Bank Indonesia (BI) memberikan respons terkait kondisi ini, sebagaimana dikutip dari Money. Otoritas moneter menyebut pelemahan dipicu oleh tingginya ketidakpastian global yang memberikan beban pada mata uang di kawasan regional.
Deputi Gubernur Senior BI Destry Damayanti menjelaskan bahwa pergerakan rupiah saat ini masih sejalan dengan tren yang terjadi di negara-negara tetangga. Tercatat, pelemahan rupiah secara year-to-date berada pada angka 3,54 persen.
"Pergerakan rupiah masih sejalan dengan kawasan, dengan pelemahan year-to-date sebesar 3,54 persen," ujar Destry Damayanti.
Guna menjaga stabilitas nilai tukar, BI memastikan akan terus meningkatkan intensitas kehadiran mereka di pasar keuangan. Langkah ini mencakup berbagai instrumen intervensi untuk meredam fluktuasi yang berlebihan.
Strategi yang disiapkan bank sentral meliputi intervensi di pasar NDF luar negeri (off-shore), serta transaksi spot dan DNDF di pasar domestik. BI juga memperkuat struktur suku bunga instrumen moneter pro-market.
Langkah tersebut diambil untuk menjaga daya tarik aset domestik di tengah dampak konflik Timur Tengah yang masih berlanjut. Selain itu, BI melakukan pembelian Surat Berharga Negara (SBN) di pasar sekunder.
Bank Indonesia mencatat posisi cadangan devisa hingga akhir Maret 2026 tetap terjaga pada level 148,2 miliar dollar AS. Keberadaan cadangan ini menjadi modal penting dalam menjaga ketahanan sektor eksternal.
"Bank Indonesia senantiasa hadir di pasar dan akan terus mengambil langkah yang diperlukan secara konsisten dan terukur untuk menjaga stabilitas nilai tukar rupiah," kata Destry.

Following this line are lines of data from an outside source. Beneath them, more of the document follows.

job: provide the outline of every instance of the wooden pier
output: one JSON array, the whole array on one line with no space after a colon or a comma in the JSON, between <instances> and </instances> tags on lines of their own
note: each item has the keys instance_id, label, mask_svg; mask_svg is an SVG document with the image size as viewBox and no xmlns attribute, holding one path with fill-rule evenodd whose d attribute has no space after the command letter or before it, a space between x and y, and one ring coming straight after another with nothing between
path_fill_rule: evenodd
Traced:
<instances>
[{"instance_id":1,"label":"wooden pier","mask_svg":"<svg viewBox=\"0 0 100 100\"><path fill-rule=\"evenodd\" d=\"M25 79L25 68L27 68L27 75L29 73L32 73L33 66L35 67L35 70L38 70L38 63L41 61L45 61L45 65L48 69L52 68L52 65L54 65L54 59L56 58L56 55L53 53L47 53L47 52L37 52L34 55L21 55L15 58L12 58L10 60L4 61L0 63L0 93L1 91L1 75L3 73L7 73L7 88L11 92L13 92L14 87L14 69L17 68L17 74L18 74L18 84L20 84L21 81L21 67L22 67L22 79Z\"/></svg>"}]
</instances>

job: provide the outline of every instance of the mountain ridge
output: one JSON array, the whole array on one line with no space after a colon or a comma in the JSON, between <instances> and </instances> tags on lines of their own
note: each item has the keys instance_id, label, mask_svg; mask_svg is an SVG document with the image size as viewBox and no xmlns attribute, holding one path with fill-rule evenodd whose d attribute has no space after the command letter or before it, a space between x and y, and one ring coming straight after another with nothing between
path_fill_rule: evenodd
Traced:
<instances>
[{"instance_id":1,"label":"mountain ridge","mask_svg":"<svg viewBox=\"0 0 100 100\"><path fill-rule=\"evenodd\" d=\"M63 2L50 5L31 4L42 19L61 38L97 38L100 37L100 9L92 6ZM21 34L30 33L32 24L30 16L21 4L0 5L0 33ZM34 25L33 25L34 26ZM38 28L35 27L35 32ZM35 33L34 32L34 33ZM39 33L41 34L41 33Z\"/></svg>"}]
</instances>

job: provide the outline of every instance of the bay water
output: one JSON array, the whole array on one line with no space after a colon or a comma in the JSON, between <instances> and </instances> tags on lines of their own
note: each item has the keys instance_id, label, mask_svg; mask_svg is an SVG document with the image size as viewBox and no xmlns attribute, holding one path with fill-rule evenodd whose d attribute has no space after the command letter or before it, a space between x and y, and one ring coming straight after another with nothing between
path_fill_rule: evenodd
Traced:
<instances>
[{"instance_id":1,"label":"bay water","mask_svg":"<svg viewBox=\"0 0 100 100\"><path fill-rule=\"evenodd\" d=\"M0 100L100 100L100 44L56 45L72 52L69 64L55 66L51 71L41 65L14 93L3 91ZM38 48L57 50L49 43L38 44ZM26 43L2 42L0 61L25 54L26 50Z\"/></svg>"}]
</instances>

Berdasarkan data pasar spot pukul 09.35 WIB, rupiah berada di posisi Rp 17.310 per dollar AS. Angka ini menunjukkan pelemahan sebesar 0,074 persen dibandingkan penutupan hari sebelumnya di level Rp 17.181 per dollar AS.
Kondisi ini menempatkan rupiah sebagai mata uang dengan koreksi terdalam di Asia pada pagi ini. Sebagian besar mata uang di kawasan Benua Kuning terpantau melemah, kecuali dollar Hong Kong yang menguat tipis 0,02 persen.
Peso Filipina menunjukkan performa yang sedikit lebih baik dari rupiah dengan penurunan sebesar 0,57 persen pada periode waktu yang sama.